Entre o antigo ou pós-moderno,
uma “coisa” fica,
são encontradas muitas desculpas
para privilegiar o lado Vênus , intrínseco em cada um,
mas, pouco despertado no jeito responsável
de ser uma Penélope.

Mário Gaudêncio (06/06/2007).

Meu Pai, nosso Pai

Ô meu Pai!
Ajuda-me a entender as pessoas
A perdoa-las, a ama-las.

Ô minha mãe!
Daí aos indivíduos a certeza da vida sobre a morte!
Faz com as pessoas entendam que pastoral não é obrigação,
Mas um espaço de fortalecer
o sentimento de ternura união e perdão.

Jesus Cristo!
Faz com a nossa caminhada seja cada vez mais forte e intensa
Que os problemas existentes
sejam menores do que as soluções que temos para eles
E que a nossa necessidade de construir
com uma vida mais bela seja a cada dia mais presente

Meu Deus do céu, da terra e do mar.
Daí-nos à vontade de sermos agentes multiplicadores
para a promulgação de uma sociedade:
Justa, fraterna, amiga, equilibrada,
terna, mansa, cristã, caridosa, bondosa,
honrosa, cooperativa e militante.

Deus Trino!
De ti, herdamos,
O livre arbítrio, a responsabilidade de sermos
homens e mulheres de fé
e ainda de contribuir para um mundo mais solidário.
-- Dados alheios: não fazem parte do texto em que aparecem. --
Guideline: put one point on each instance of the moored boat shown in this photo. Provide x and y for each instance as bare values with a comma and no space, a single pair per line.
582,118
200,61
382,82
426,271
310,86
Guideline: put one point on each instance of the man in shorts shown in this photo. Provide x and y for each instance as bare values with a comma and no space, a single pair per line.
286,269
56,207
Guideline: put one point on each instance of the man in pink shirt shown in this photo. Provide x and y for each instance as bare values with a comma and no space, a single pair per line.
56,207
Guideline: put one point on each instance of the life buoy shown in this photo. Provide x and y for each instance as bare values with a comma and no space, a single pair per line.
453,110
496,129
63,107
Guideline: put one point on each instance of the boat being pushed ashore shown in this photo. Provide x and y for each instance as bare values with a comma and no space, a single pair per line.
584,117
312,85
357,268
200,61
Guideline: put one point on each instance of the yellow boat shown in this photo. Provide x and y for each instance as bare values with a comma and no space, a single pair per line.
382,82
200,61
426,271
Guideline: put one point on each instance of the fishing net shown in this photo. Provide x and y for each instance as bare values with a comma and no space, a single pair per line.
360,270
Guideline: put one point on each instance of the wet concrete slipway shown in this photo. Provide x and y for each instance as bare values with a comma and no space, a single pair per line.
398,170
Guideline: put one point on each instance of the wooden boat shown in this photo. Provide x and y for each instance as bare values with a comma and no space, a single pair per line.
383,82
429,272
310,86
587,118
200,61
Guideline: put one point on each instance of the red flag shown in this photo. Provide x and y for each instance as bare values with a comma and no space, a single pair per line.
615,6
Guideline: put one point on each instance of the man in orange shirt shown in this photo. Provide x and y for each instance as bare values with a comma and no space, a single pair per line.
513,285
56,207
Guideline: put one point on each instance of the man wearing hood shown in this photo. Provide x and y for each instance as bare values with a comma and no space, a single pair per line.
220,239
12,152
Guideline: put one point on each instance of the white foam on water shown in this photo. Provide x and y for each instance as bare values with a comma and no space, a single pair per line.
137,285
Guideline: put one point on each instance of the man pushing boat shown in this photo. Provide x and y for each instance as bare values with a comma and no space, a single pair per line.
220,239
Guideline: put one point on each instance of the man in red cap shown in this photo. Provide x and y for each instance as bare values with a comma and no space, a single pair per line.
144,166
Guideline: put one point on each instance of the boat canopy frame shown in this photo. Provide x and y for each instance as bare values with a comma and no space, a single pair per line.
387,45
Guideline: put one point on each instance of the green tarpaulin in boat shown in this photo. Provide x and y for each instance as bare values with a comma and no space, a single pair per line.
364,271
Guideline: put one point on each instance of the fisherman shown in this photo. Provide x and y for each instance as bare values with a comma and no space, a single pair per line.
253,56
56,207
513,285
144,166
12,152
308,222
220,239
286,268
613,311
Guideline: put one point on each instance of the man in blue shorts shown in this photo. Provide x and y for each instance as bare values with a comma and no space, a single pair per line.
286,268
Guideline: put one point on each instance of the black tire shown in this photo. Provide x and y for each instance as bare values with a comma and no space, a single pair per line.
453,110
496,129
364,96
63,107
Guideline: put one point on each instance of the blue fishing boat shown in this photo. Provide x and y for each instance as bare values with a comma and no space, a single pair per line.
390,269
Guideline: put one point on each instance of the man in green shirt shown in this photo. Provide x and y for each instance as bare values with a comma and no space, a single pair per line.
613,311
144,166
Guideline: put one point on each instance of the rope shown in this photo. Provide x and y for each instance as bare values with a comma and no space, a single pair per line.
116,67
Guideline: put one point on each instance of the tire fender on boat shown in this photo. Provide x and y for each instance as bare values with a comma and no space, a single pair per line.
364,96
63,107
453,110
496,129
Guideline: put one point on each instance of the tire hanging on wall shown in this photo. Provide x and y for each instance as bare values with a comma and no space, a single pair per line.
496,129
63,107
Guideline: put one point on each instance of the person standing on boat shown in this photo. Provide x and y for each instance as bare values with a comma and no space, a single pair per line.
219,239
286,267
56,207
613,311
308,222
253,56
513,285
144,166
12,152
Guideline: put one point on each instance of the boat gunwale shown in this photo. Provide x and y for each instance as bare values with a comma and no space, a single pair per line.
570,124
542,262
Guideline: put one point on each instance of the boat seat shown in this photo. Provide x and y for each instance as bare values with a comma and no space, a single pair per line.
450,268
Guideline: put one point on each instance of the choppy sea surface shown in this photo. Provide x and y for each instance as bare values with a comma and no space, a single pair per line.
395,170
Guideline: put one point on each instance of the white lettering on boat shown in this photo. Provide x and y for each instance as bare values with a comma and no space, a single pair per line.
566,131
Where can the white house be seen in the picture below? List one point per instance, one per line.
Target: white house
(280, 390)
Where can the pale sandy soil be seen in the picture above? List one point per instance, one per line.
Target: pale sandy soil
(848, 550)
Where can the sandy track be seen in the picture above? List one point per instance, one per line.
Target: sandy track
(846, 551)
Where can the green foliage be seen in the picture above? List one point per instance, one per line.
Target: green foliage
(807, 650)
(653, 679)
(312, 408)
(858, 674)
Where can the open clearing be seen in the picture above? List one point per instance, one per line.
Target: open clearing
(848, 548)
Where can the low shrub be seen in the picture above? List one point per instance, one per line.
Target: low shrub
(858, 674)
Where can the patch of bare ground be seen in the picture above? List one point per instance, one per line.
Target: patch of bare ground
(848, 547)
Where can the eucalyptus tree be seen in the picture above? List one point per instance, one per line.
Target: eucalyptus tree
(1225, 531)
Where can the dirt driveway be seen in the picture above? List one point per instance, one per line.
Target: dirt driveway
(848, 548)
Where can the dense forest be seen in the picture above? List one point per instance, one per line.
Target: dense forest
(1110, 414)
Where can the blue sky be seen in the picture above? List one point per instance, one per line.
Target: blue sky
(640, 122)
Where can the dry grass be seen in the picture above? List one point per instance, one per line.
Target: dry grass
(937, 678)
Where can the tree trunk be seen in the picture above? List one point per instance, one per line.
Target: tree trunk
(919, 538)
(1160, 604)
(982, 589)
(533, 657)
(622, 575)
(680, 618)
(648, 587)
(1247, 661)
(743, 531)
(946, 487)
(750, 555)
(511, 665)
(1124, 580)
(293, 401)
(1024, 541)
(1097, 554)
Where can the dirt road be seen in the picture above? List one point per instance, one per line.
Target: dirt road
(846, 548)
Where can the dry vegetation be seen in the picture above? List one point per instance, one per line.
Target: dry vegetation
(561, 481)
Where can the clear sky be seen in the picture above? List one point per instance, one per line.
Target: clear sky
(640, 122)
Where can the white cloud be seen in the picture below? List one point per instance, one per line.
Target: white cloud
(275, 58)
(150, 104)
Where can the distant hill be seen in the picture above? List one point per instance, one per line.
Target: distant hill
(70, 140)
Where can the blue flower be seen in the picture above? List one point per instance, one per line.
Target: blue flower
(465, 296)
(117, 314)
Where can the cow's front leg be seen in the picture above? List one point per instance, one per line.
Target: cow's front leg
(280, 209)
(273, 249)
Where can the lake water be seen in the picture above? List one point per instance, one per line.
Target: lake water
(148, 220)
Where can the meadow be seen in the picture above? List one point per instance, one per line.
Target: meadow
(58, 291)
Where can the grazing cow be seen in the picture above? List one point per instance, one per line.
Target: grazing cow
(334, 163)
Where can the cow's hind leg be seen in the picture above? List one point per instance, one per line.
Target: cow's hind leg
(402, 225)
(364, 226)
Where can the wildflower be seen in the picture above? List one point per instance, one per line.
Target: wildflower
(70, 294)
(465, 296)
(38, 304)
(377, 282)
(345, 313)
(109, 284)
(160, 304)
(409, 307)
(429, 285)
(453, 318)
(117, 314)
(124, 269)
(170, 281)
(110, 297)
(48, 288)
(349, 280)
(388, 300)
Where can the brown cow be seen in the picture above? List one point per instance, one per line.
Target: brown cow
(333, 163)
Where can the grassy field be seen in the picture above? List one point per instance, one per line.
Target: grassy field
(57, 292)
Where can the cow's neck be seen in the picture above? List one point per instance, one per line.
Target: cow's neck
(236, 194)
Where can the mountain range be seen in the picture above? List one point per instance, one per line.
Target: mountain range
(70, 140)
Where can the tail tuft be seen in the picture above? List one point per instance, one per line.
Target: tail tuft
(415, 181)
Meu Deus do céu, da terra e do mar.
Cravados no sertão, no campo ou na cidade,
Devemos estar sempre à frente deste mundo
tão desigual e contribuir para que ele torne-se quase igual.

Ô Deus trino
Que da terra aos céus, olha-nos
Que ajuda-nos a não cair em tentações
Que zelas por nós
Que sóis nosso eterno protetor
Que olhas e rezas pelos nossos pecados
E fazes com que a cada dia
sejas mais e mais nosso grande redentor

Amém, Axé, Awerê, Aleluia.

Mário Gaudêncio (21 de julho de 2001).